I have decided to get a Trimble 250 this season. Tired of trying to judge 40 and 50 Ft swaths with hit and miss results. So the local NH dealer has them for 1399.00 (patch antenna) and I see them all over the internet for 2 to 3 hundred less, seen one for 1050.00 NIB. My question, is this something you want to buy long distance. I don't really know what can go wrong with them but like everything else something can. Or as an option the local short line dealer has Outback S-Lites' for 620.00. However I do like the painted screen (wants vs needs).


----------



## Tim/South (Dec 12, 2011)

I bought my Raven 2 online from a dealer in Missouri, I am in Alabama.

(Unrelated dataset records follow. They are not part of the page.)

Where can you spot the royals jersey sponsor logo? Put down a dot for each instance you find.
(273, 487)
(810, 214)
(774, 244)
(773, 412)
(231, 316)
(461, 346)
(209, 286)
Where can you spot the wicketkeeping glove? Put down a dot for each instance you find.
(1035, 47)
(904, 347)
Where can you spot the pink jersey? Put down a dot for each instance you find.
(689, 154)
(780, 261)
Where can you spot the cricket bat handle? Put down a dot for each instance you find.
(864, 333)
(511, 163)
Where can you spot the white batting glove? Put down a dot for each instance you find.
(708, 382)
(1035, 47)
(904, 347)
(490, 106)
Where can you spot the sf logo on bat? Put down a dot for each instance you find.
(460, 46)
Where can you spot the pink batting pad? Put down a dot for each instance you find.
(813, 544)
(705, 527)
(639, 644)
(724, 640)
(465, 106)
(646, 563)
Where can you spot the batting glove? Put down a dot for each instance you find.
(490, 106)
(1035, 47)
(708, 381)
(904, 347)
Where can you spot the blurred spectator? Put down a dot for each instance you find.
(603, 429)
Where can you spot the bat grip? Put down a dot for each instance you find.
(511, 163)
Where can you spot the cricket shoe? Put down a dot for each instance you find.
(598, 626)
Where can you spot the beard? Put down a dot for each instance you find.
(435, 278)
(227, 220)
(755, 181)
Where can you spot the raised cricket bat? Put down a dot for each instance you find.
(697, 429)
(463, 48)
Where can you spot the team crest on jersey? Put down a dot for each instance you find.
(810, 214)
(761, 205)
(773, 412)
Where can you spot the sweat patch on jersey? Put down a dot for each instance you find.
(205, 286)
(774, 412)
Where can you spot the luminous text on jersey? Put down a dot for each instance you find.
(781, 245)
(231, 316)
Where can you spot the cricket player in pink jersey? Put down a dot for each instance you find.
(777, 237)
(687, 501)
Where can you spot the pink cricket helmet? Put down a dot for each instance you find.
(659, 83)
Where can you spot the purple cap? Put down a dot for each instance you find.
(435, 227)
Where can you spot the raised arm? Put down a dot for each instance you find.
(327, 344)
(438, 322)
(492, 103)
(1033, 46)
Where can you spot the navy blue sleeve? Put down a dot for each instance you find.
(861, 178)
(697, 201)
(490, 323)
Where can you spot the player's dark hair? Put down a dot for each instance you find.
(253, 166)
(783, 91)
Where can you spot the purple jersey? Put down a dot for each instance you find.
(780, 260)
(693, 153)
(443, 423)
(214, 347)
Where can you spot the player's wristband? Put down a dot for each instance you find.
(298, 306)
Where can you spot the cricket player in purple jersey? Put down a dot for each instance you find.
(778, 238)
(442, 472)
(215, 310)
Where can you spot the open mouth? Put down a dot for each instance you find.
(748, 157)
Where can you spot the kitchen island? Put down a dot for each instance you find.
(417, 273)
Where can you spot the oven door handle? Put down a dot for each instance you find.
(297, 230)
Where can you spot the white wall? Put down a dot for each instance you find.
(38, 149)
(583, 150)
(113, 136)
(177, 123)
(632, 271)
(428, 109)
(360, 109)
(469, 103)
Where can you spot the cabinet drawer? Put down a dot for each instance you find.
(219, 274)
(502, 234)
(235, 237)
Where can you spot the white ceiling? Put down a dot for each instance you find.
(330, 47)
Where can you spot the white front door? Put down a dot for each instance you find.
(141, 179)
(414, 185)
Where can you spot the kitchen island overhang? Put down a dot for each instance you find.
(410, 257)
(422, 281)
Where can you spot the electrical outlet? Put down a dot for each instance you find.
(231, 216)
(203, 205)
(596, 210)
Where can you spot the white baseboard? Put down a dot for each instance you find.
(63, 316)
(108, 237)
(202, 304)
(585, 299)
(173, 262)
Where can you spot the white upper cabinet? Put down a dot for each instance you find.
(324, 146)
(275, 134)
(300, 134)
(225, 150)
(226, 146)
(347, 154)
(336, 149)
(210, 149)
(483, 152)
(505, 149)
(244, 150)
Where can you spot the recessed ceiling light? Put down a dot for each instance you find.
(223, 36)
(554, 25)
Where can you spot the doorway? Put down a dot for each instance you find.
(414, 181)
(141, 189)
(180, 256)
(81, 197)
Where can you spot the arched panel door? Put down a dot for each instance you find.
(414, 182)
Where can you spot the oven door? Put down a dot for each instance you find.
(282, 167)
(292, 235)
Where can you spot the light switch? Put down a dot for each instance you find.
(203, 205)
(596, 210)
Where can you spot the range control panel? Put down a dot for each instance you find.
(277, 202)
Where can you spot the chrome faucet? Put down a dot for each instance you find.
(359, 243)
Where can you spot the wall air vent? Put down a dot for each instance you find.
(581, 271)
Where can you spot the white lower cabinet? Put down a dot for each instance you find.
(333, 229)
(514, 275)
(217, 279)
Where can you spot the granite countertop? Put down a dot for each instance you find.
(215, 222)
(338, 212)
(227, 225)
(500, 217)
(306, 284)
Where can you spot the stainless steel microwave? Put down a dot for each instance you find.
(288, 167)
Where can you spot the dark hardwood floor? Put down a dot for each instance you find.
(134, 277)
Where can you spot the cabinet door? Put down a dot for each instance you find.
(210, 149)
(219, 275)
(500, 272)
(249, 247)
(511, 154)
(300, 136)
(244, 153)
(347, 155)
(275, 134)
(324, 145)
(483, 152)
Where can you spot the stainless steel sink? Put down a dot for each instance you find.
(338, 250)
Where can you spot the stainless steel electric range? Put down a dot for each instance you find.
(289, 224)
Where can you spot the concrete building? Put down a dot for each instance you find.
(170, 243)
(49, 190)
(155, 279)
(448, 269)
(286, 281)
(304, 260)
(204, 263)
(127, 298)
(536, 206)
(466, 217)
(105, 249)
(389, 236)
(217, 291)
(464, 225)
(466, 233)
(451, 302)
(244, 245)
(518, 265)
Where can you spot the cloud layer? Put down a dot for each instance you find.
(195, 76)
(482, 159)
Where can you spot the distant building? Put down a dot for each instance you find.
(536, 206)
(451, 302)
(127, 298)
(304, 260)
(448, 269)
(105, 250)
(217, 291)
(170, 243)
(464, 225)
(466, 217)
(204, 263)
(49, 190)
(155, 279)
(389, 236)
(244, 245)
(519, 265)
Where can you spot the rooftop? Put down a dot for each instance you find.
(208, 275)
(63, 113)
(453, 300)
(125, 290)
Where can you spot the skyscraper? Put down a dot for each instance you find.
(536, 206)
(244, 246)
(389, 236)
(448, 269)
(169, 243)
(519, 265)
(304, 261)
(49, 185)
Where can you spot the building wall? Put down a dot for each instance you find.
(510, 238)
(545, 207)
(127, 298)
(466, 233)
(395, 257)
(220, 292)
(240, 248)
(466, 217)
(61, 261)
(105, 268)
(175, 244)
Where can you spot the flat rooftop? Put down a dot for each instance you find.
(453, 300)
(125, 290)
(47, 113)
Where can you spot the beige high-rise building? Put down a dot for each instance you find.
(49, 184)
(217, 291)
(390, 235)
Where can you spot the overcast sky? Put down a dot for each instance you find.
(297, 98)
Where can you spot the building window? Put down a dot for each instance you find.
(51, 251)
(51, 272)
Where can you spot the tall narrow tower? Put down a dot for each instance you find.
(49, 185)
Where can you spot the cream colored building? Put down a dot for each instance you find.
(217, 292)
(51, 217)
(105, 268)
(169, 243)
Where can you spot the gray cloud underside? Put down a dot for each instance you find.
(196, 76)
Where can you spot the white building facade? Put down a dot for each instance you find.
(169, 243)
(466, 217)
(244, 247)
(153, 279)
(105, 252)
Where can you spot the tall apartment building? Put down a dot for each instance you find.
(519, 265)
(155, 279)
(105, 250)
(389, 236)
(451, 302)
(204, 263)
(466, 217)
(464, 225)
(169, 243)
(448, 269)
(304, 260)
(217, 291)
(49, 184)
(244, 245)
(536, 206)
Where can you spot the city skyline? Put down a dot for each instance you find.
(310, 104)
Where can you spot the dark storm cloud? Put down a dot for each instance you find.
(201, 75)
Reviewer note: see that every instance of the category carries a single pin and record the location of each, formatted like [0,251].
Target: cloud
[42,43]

Saved a couple hundred bucks.


----------



## SVFHAY (Dec 5, 2008)

I got a 750 from local nh dealer. Handed me the box & wished me luck. Seems like the same experience ya get when the Ups man drops off a package from points unknown. If there was problem the return would go better but how likely is that?

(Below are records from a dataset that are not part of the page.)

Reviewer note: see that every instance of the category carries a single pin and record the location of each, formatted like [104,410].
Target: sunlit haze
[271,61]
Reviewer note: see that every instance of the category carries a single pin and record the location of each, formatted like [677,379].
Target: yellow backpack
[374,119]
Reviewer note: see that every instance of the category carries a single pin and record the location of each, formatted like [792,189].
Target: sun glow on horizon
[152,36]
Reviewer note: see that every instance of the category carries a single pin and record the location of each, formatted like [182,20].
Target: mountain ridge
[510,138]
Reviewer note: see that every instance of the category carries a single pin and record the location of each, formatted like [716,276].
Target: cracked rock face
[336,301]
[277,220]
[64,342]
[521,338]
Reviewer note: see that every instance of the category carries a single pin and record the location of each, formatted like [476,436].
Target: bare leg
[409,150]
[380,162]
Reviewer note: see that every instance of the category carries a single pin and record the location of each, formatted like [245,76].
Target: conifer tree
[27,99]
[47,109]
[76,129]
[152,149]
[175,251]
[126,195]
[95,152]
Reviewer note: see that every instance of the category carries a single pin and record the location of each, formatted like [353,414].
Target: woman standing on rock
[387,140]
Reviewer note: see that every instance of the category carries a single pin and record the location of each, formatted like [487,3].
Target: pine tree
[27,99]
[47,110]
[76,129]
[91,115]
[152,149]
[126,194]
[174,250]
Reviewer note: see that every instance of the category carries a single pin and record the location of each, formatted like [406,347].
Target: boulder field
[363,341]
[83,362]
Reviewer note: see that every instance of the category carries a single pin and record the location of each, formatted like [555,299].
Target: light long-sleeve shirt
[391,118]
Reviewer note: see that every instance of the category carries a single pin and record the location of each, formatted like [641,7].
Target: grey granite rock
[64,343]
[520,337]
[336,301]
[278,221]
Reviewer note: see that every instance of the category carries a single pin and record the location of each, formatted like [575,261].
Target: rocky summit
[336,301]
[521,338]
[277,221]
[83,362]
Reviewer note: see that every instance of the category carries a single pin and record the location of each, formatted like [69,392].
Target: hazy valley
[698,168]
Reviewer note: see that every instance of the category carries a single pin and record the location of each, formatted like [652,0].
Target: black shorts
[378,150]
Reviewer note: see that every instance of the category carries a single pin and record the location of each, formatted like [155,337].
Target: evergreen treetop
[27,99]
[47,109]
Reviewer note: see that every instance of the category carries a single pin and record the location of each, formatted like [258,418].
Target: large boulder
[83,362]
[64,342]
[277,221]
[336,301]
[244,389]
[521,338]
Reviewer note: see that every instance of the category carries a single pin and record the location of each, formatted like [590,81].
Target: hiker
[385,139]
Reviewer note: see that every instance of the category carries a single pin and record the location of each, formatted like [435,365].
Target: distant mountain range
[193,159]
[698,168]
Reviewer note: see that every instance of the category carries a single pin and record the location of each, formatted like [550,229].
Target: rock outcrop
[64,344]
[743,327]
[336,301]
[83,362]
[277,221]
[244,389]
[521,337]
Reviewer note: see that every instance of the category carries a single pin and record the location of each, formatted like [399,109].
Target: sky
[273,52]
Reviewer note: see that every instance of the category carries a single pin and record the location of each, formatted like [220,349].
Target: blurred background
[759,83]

The painted screen would be my choice even if it required waiting another year to afford it.


----------



## IHCman (Aug 27, 2011)

When Dad bought his first Outback lightbar at the Case Ih dealer, they told him the software might need to be updated every few years. We've never taken it in ever in the 10+ years we've used it. Dad bought another used one from a neighbor and we've never had trouble with either of them.

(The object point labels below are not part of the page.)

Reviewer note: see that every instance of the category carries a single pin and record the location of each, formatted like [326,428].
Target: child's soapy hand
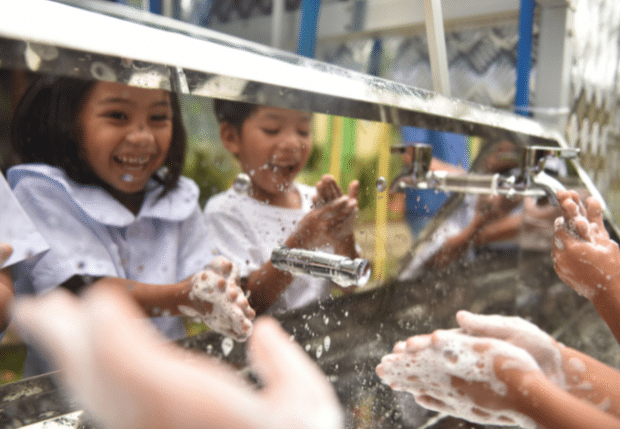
[219,301]
[455,373]
[584,256]
[5,252]
[520,333]
[119,369]
[295,391]
[332,218]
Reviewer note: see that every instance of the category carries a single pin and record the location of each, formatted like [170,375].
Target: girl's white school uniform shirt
[246,231]
[91,234]
[16,228]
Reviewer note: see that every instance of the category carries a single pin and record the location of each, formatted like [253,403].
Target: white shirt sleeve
[75,244]
[16,228]
[233,239]
[195,246]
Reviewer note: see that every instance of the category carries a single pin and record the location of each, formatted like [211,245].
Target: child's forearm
[607,303]
[553,408]
[6,296]
[265,286]
[154,299]
[591,380]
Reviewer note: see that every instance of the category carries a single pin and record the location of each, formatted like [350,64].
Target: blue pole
[306,42]
[155,6]
[524,57]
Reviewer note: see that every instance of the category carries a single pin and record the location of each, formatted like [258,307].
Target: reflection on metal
[530,181]
[339,269]
[266,75]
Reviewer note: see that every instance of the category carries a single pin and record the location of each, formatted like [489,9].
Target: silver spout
[417,162]
[533,167]
[339,269]
[530,181]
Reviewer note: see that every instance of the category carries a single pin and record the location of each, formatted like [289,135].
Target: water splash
[242,183]
[381,184]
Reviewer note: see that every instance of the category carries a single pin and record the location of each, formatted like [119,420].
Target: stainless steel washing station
[346,336]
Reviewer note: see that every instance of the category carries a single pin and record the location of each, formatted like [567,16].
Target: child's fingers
[5,252]
[481,326]
[595,212]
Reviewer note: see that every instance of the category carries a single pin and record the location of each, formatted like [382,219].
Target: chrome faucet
[531,180]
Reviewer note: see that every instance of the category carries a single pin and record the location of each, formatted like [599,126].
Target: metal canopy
[114,42]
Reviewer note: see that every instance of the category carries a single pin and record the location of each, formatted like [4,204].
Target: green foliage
[213,172]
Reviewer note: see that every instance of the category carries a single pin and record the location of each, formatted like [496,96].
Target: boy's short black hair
[233,112]
[44,130]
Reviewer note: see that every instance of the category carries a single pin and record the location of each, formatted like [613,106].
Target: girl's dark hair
[44,129]
[233,112]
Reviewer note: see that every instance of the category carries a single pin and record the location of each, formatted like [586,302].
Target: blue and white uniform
[91,234]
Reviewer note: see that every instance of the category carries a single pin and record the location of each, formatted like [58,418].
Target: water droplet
[319,351]
[381,184]
[227,345]
[242,183]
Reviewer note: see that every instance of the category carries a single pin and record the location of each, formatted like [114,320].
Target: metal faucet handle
[535,156]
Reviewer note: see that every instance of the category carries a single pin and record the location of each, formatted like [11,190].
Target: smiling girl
[272,145]
[102,184]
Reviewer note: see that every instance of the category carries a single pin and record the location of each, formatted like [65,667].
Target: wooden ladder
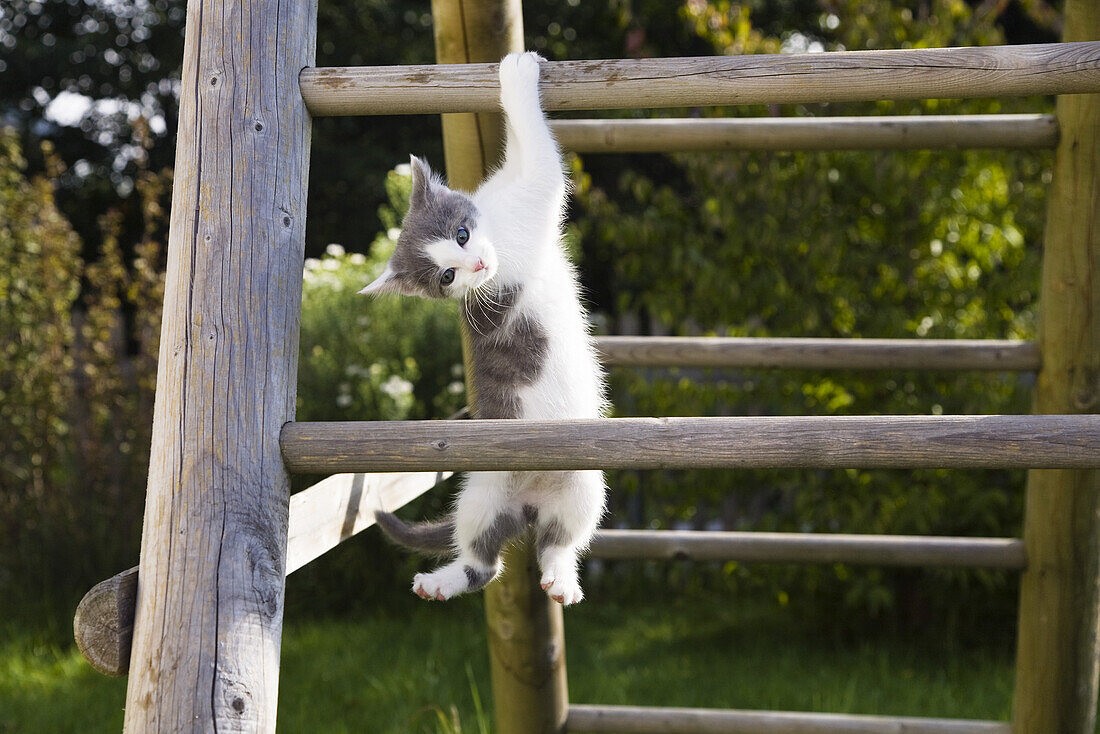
[198,626]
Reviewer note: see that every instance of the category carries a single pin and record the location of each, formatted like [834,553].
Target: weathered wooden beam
[1058,639]
[811,548]
[820,353]
[844,76]
[648,720]
[209,619]
[836,133]
[898,441]
[321,517]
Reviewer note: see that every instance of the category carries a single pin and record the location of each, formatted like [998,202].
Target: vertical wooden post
[1059,627]
[526,637]
[206,648]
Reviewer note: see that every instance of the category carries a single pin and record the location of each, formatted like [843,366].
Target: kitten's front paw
[519,77]
[440,584]
[563,589]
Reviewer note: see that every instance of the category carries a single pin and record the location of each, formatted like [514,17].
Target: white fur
[518,237]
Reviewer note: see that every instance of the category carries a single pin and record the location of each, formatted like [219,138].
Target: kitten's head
[442,252]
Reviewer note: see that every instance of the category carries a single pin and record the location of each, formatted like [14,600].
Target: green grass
[418,667]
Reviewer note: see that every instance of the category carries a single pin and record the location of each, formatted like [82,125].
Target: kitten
[499,251]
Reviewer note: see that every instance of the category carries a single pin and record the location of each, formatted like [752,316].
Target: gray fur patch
[552,534]
[486,546]
[507,353]
[435,214]
[476,579]
[432,537]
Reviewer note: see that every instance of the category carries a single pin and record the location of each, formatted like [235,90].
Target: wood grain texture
[844,76]
[646,720]
[811,548]
[322,516]
[837,133]
[206,649]
[1058,642]
[820,353]
[898,441]
[103,624]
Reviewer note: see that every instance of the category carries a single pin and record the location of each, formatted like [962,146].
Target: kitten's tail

I wouldn't be afraid to buy one online.


----------



## somedevildawg (Jun 20, 2011)

Bought all of mine on-line.....my dealers don't care anything about something like a 250 or a 300 JD those are toys to them.....they sell the 25k units
You'll appreciate the painted screen.....


----------



## Idaho Hay (Oct 14, 2016)

I bought both my ez guide 250 and my ez steer on ebay with great success. I bought the ez guide new, and then a few years later I bought the ez steer used. when I purchased the ez steer, it was advertised to come with the wiring harness to connect it to the ez guide, but it came with the wrong one. I contacted the seller, and he was quick to get it straightened out. honestly, ebay sellers are probably more concerned about customer satisfaction than most dealers are.


----------



## TJ Hendren (May 12, 2017)

Is a window suction cup available for the 250?


----------



## somedevildawg (Jun 20, 2011)

TJ Hendren said:


> Is a window suction cup available for the 250?


Not sure but I modified Ram Mounts suction cups to fit my baler, bandit monitor, and light bar...they are very good


----------



## Idaho Hay (Oct 14, 2016)

TJ Hendren said:


> Is a window suction cup available for the 250?


Mine came with a Ram mount, and I'm sure that you can get a good suction cup for it. However, I would be leery of hanging it off your windshield. the device is much heavier than your typical car GPS. The housing is cast aluminum, and very hefty feeling. I just permanently mounted a Ram mount ball to the dash of the tractor, and I use it for both the GPS and the baler monitor.


----------